As a comeback against “Big Tech,” Qux, or Quantum User Experience, will be a “portal to a new digital universe.” It promises that users will have “unlimited access to whatever content” they want, and that the device will serve as an “interface” where “anyone can publish and control their own digital creations.”
If that wasn’t confusing enough, users will be able to monetize their creations on Qux via affiliate advertising. How exactly? No one knows, but the innovators did say: “Qux pays content creators double what other platforms offer with affiliate codes and other forms of monetization.” That’s a pretty big claim to make, though it hasn’t come with any proof so far.
From how it’s described on its Indiegogo page (the campaign has since ended), it seems Qux will work as a content hub of some kind, for pro-MAGA and right-wing creators to share their work. It states that public content can be viewed “by everyone else that’s on the Qux network.”
As for the security advantage it has over “Big Tech,” Qux will be end-to-end encrypted, be it “mainstream or alternative media.”
Image via Qux
In a promotional image, which appears to no longer be on the page, Gizmodo spotted that Qux displayed several subscription “portals,” ranging from CNN to Fox Nation and Saturday Night Live.
It also included less mainstream options, such as PewDiePie and Golden Beard Media. It’s highly likely none of these channels have agreed to be available on Qux, but the image certainly leads users to believe they’ll be getting access to a wide range of media channels.

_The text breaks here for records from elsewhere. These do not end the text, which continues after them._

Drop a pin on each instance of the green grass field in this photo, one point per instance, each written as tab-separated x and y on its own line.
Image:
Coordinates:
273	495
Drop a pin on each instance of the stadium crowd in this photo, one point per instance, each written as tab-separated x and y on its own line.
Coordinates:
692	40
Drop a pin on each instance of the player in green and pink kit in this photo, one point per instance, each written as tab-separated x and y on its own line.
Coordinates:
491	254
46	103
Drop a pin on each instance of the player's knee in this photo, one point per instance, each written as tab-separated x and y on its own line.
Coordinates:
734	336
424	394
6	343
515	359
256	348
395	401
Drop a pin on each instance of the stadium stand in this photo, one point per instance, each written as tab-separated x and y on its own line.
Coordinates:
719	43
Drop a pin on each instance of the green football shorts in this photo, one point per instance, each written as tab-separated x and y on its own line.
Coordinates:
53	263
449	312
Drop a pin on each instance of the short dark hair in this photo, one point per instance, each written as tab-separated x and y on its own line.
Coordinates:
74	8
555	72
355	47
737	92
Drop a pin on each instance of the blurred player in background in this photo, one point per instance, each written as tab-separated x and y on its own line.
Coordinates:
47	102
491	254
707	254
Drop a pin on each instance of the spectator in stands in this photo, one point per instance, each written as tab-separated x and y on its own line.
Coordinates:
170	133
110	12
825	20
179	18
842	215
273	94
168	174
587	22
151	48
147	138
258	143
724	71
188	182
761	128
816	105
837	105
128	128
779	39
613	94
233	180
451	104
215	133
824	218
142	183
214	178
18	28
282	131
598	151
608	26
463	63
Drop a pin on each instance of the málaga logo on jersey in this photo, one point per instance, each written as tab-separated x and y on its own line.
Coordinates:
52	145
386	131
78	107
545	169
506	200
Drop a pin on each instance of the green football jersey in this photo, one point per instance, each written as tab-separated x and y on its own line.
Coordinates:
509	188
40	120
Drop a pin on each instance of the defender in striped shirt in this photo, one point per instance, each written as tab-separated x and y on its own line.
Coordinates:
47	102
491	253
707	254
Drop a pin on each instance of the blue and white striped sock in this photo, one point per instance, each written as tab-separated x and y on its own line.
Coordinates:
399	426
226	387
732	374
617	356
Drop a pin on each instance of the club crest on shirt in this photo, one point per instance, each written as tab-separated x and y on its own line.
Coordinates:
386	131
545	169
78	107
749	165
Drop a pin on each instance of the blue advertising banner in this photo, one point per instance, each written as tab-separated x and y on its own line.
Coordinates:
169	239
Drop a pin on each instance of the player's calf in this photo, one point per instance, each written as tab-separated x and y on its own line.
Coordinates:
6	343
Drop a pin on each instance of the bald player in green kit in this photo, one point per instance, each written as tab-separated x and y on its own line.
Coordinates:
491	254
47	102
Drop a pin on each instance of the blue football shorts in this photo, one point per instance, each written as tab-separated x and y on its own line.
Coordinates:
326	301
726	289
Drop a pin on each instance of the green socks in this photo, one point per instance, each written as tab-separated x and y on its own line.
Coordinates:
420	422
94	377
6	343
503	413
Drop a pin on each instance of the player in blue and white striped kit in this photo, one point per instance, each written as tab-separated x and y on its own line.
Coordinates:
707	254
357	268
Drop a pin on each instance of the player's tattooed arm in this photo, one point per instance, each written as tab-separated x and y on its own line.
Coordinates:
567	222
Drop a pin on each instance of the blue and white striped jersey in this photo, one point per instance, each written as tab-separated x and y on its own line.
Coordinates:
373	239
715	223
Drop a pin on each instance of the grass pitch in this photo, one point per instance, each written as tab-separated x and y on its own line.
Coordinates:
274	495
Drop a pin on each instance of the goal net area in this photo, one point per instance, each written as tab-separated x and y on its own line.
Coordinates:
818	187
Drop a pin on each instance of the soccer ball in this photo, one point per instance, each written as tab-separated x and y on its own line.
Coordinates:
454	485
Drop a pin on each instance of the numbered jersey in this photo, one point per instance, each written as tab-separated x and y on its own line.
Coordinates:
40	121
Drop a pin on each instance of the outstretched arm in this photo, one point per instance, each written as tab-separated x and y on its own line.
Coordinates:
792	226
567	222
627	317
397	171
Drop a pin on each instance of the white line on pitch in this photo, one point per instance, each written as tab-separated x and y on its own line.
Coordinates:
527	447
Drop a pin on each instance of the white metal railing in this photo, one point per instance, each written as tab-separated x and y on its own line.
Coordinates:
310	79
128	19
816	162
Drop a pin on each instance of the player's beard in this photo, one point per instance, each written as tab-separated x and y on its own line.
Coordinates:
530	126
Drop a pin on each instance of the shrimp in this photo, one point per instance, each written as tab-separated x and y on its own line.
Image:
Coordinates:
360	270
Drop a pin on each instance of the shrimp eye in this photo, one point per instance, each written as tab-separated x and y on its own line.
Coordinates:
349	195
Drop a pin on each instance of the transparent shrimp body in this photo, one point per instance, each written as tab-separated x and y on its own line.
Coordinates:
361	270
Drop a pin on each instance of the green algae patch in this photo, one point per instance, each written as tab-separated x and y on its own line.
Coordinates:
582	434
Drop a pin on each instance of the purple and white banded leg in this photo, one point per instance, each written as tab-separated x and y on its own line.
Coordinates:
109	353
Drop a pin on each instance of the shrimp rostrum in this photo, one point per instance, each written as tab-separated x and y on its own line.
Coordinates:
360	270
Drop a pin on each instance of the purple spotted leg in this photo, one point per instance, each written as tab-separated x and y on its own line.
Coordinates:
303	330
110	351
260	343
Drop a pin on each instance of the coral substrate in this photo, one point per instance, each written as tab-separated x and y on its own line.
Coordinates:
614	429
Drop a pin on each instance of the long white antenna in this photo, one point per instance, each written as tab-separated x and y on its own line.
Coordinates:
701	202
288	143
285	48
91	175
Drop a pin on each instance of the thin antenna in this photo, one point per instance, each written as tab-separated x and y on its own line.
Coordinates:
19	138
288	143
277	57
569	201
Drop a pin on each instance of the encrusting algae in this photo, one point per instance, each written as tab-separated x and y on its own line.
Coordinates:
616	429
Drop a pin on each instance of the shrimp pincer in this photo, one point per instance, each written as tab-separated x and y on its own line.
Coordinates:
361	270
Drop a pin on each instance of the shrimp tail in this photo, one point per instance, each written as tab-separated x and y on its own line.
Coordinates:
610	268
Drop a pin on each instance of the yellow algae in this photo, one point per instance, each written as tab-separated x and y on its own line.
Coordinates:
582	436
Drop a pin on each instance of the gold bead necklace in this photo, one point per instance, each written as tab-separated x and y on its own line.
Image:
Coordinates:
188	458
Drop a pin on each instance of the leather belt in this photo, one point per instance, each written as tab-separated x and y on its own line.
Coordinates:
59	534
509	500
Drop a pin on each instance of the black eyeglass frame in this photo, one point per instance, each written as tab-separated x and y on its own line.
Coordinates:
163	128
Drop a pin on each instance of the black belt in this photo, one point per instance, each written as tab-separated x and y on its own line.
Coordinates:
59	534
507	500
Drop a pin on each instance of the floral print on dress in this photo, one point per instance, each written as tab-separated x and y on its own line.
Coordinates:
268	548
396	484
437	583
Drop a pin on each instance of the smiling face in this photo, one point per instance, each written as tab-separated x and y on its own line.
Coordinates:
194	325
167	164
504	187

Confused? Hang on. If things weren’t complicated enough, users who shelled out for the ‘First Look trailblazer” status will not only gain access to the Qux network, but will also be able to “open one of the first stores.” Wait; is it a streaming device, affiliate marketing site, or an online store?
The Qux website doesn’t help either, with references to “competitive fixed advertisement pricing,” a “centralised electronic store,” and “a remote control activated ‘buy’ button featured on advertisements.” What exactly is Qux? It seems even its creators aren’t too sure.
Incredibly, there were people who paid US$1,000 during the Indiegogo campaign to have their name “listed in the credits inside the Qux operating system settings” and have it memorialized “as a contributor to the future of a free and secure internet.” Yikes.
Image via Qux
The kicker? Qux recently tweeted that the device will be “much more than just a hub that gives user access to a private network.” How so, you ask? Well, apparently there are “features in development that are explicitly ‘quantum’ in nature.” Zero clue what that’s supposed to mean.
It’s unclear if Qux will ever see the light of day, or how those who contributed to the campaign will get their devices, but from what we know, it wouldn’t be surprising if this new “freedom internet” device goes the way of the Freedom Phone.